The researchers found clear evidence of the positive impact of the project after it had been in operation for 20 months. This included: a doubling of paid employment from 7.3 to 14.6 per cent and a similar increase for voluntary employment; significant increases in disposable income and quality of life; an increase in the average number of hours per week worked from 0.3 to 3.23; an average reduction of days in psychiatric hospital from 14 to 7; self-reported increase in levels of self-confidence, efficacy and hope, and increased skills and knowledge leading to increased employability.

The project also found that universities and health care centres involved in the study benefited from the knowledge and experience of mental health service users. Moreover, it found that consulting them made programmes on health care management and education more valid and meaningful.

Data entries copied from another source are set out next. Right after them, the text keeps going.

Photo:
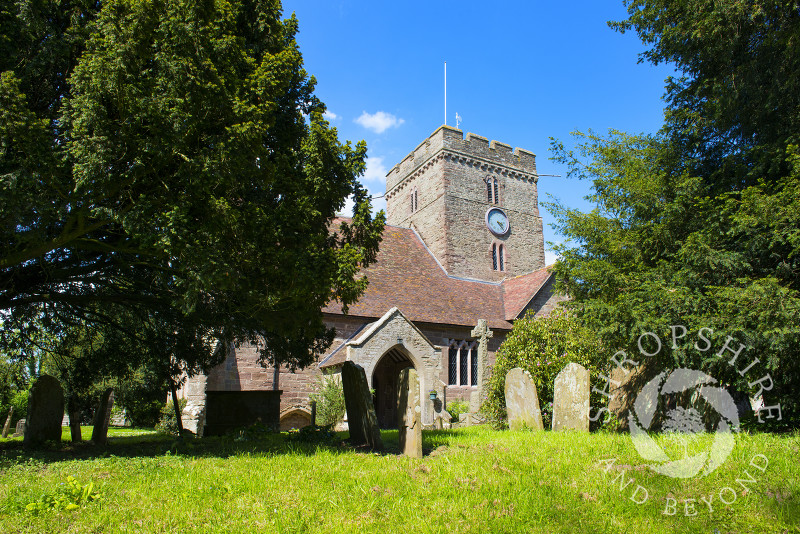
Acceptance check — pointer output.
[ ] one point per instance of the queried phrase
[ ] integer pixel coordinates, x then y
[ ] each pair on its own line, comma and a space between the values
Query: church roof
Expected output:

The EMILIA project has developed a suite of innovative tools to help achieve goals of increased employment and social inclusion among disadvantaged groups. These include:

  • A confidential lifelong learning planning development profile (PDP) for mental-health service users.
  • Eleven lifelong learning training programmes designed by the service users themselves, available free to all via the EMILIA training website: http://www.emiliatraining.net.
  • New roles for mental health service users to use their experiences by working as lifelong learning trainers and personal medicine coaches.
  • A tool to enable organisations to identify obstacles and solutions to successfully deliver lifelong learning to excluded groups.

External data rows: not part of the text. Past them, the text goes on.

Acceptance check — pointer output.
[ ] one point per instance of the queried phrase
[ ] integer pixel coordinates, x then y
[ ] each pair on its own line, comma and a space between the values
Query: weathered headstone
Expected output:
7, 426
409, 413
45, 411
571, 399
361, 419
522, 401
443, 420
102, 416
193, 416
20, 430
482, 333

Recommendations for improving inclusion for all disadvantaged, socially excluded and disempowered groups:

  • European countries with a strong tradition of strong welfare benefit support (for example, Scandinavia, the UK, and France) should reduce the impact of the ‘benefit trap’, where disadvantaged individuals fear that new learning and occupational opportunities could mean they lose welfare benefits.
  • European countries with a less well established tradition of welfare support, such as Bosnia-Herzegovina, Greece, Poland or South Eastern Europe should consider establishing and promoting government bodies and/or NGOs specialising in providing lifelong learning to disadvantaged groups.
  • Provide free lifelong learning for all disadvantaged groups, for example those with physical disabilities or drugs/alcohol dependencies, accessing for example http://www.emiliatraining.net, which is downloadable for free.
  • Develop, in collaboration with disadvantaged groups themselves, lifelong learning opportunities relevant to the lives of recipients, highlighting the valuable connections between recovery and lifelong learning.
  • Collaborate actively with European Commission's Directorate-General for Health and Consumers regarding the project PROMISE1 for broader dissemination of EMILIA results.
  • Actively promote the employment of disadvantaged individuals by engaging with employers.

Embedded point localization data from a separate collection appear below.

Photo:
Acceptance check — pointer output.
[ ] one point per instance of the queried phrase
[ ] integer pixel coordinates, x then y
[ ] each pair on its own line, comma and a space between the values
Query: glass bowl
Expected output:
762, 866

Recommendations specifically for improving inclusion of mental health service users:

  • Disseminate and make permanently available lifelong learning packages, training-the-trainers packages and PDP tool, currently available at http://www.emiliatraining.net
  • Establish a permanent EU network, in conjunction with the World Health Organization (WHO), of mental health service providers to enable widest spread of lifelong learning programmes.
  • Create an EU network of mental health service user groups in collaboration with WHO to encourage setting up the innovatory use of mental health service user trainers.
  • Encourage collaboration between lifelong learning providers, mental health services, employers and job information centres.
  • Ensure updating of training material produced during EMILIA and permanent EU funding to host these materials.
  • Ensure a balance between medical approach and recovery (psychosocial) approach to manage and deliver health care which will help the EU face the structural challenge posed by an ageing population.

 

1 See: http://www.promise-mental-health.com/

EMILIA – Empowerment of Mental Illness Service Users: Life Long Learning, Integration and Action (duration:1/9/2005 - 28/4/2010) was an Integrated Project funded under the 6th Framework Programme for Research of the European Union, Thematic Priority 7 – Citizens and governance in a knowledge-based society.